Pour autant, nous sommes assez loin de la déconvenue à laquelle l’on aurait pu s’attendre. Car oui, Magnus Pelander et compagnie ont su un petit peu renouveler leur propos. Enfin, cela étant dit, lorsque je dis renouveler, il faut plutôt l’entendre comme un retour encore plus en arrière dans leurs pérégrinations musicales, nous renvoyant évidemment à la fin des sixties et aux débuts des seventies. Ça sent évidemment la naphtaline et le patchouli, et le port de la moustache est de circonstance, enfin, c’est comme cela que je l’imagine. Pour autant, les suédois s’ouvrent vers d’autres horizons, un peu plus folk, avec pas mal de passages aux acoustiques, et vers quelques choses de plus progressif, avec en ligne de mire Jethro Tull. L’on retrouve ainsi pas mal d’éléments, adjoints adroitement et avec une certaine retenue, qui viennent agrémenter leur musique et leur permettent d’éviter l’écueil du surplace. Il va sans dire que le morceau titre se tire la part du lion de toutes ces énumérations, avec ce long cheminement d’une dizaine de minutes, qui en fait quasiment un conte musical, emprunt d’un peu de mysticisme.

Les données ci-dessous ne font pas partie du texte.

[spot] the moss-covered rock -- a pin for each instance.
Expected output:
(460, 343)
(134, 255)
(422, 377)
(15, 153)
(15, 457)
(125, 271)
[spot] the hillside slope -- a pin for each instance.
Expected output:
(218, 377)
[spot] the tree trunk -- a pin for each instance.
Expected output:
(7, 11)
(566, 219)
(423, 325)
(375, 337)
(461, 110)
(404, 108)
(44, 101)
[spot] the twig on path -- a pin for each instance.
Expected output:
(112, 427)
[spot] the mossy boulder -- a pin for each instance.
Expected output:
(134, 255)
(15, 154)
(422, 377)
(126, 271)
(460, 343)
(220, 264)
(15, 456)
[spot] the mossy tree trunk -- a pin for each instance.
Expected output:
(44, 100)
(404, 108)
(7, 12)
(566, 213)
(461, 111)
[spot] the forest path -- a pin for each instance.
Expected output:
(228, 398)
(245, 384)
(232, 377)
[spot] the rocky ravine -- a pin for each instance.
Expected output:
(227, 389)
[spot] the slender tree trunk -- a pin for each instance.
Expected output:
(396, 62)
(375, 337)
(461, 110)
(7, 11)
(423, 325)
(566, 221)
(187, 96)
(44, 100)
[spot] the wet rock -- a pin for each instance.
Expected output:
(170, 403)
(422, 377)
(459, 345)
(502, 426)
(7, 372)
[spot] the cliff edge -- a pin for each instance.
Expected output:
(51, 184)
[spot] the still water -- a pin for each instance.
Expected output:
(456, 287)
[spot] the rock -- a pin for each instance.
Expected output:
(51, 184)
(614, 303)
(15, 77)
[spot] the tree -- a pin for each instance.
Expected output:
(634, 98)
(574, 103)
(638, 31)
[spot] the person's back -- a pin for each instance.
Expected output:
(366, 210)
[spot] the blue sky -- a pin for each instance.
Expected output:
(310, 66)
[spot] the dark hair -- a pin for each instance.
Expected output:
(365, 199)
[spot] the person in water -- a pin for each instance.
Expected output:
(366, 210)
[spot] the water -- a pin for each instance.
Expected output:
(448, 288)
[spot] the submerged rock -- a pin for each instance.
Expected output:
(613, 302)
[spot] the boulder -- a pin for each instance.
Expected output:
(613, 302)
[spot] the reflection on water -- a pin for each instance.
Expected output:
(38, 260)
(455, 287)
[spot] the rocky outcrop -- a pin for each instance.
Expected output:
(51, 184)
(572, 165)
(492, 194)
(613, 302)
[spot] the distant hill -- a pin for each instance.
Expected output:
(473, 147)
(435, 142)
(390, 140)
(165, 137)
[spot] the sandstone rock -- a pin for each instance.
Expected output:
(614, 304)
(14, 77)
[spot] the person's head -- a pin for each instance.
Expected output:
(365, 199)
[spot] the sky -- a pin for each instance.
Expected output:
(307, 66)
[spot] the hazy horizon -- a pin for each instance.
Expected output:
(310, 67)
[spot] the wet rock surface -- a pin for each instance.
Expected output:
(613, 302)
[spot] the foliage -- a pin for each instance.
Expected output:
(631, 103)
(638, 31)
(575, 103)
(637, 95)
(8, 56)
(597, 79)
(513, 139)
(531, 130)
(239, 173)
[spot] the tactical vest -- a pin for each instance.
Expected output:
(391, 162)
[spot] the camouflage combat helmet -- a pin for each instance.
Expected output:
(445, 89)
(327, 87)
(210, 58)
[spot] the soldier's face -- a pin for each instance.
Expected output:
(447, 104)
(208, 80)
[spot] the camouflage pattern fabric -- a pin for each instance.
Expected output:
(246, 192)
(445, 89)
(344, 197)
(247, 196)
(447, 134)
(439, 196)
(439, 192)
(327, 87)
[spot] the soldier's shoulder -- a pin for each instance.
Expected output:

Pour le reste, l’on ne peut nier qu’il y a tout de même ici une qualité d’écriture assez flagrante, puisque l’on se retrouve avec des compositions particulièrement bien écrites, avec toujours ces petites idées qui les rendent assez entêtantes, le tube "If Crimson was your colour" étant sans équivoque dans cette catégorie de tube qui reste rapidement gravé dans la tête. Il y a évidemment cette aisance et ce côté primesautier dans cette musique, qui, si elle reste toute proprette et toute mignonne dans une large mesure, a tout de même plus que quelques charmes, et le timbre de Magnus Pelander n’y est pas étranger, pour ne pas nous laisser sur notre faim. Dans tous les cas, et à titre rétrospectif, ce fut plutôt une bonne idée que l’incontesté leader fasse le ménage et passe un peu à autre chose par la suite, ce qui ferait presque de The Alchemist la fin d’une très belle trilogie.